Layer 2: The Company
The company itself holds and manages the operating or investment assets. If the business faces operational risks (like lawsuits from suppliers, customers, or employees), those claims are limited to the company’s assets and do not reach the trust or its beneficiaries.
Why does this matter?
This two-layer structure means that personal issues and business risks are kept separate. Family disputes don’t disrupt the business, and business problems don’t threaten the family’s long-term wealth planning.
Control without sacrificing protection
• Hands‑off trustee, active directors: Under VISTA, trustees do not supervise day‑to‑day company management. Directors run the business.
• Pre‑agreed control mechanics: The trust deed can designate an Appointer who can instruct the Trustee about the appointment and removal of directors.
• Custom “Intervention Events”: The trust deed can define objective triggers (e.g., illegality, insolvency, failure to provide accounts) when the trustee must exercise its voting powers over the shares of the BVI company to appoint and remove directors.

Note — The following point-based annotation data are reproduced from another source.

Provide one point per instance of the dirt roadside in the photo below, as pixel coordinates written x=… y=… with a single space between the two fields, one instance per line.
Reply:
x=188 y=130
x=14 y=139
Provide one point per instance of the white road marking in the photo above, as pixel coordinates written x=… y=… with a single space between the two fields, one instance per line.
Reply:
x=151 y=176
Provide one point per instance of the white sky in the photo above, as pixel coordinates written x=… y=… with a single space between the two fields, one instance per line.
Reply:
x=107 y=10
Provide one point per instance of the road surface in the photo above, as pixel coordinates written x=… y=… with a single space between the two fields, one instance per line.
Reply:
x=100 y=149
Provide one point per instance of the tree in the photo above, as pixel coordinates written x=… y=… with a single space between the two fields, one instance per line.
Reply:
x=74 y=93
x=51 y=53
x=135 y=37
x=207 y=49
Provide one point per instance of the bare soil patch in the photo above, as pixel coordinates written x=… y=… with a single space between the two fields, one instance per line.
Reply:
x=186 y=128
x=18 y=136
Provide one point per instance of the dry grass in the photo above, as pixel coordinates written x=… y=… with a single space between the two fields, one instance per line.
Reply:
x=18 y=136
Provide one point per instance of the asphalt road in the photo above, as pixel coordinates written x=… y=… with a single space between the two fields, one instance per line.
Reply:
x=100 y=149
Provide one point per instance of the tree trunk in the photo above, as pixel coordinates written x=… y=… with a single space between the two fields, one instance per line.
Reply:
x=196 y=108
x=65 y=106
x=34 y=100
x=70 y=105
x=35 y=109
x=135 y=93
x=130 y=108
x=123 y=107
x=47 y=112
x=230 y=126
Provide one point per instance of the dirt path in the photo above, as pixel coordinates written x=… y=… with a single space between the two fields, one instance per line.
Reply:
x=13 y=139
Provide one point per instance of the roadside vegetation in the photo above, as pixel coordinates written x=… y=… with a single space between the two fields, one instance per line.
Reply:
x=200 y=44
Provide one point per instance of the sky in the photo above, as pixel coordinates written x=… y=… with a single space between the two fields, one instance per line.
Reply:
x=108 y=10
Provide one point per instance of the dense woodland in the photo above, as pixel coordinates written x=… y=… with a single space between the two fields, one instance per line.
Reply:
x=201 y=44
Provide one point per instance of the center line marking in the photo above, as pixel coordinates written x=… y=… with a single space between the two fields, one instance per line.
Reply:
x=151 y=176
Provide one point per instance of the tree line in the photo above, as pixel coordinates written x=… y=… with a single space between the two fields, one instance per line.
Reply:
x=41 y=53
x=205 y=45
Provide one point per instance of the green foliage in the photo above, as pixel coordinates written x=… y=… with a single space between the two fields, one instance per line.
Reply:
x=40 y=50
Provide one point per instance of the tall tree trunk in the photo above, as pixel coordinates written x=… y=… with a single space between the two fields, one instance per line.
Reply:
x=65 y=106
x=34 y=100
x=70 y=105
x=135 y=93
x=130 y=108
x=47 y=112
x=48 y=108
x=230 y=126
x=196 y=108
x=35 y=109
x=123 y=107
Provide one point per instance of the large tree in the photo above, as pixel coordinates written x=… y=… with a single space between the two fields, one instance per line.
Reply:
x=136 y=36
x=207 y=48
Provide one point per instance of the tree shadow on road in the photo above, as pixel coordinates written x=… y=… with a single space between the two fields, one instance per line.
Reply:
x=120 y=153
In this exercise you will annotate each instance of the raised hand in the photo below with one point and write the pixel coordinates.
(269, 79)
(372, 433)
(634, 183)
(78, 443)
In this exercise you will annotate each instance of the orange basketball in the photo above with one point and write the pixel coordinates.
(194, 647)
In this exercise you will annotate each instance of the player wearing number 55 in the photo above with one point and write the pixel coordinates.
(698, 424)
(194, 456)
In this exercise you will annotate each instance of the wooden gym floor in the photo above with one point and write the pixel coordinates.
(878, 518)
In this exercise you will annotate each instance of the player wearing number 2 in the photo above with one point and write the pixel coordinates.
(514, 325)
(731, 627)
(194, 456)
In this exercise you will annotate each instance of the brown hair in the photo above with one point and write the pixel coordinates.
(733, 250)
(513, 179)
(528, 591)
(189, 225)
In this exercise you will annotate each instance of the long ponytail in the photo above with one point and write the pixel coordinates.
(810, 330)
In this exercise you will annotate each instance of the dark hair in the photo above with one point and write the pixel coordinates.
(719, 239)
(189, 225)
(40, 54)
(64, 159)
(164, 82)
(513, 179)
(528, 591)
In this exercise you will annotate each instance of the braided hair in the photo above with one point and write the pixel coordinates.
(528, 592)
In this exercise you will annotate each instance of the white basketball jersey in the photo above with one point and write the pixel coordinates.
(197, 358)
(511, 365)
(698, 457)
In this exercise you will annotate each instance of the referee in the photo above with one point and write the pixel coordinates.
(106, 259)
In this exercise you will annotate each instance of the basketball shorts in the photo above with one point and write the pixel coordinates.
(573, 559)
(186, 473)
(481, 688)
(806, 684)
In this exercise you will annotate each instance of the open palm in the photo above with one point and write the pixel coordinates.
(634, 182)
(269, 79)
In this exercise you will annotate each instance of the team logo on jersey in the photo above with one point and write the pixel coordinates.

Continuity across generations
• No probate disruption for the company shares—ownership remains with the trust on death or incapacity of the principal.
• Long duration: Modern BVI trusts can last centuries, enabling long‑term governance and family policies.
• Clear succession: Built‑in procedures for director succession, protector replacement, and beneficiary additions/exclusions.
Privacy with regulatory comfort
• Confidentiality: The Trustee of a VISTA Trust is filed in the VIRRGIN system as the beneficial owner of the BVI company under the Trust.
Disclaimer: This is a general overview for discussion purposes only and not legal or tax advice.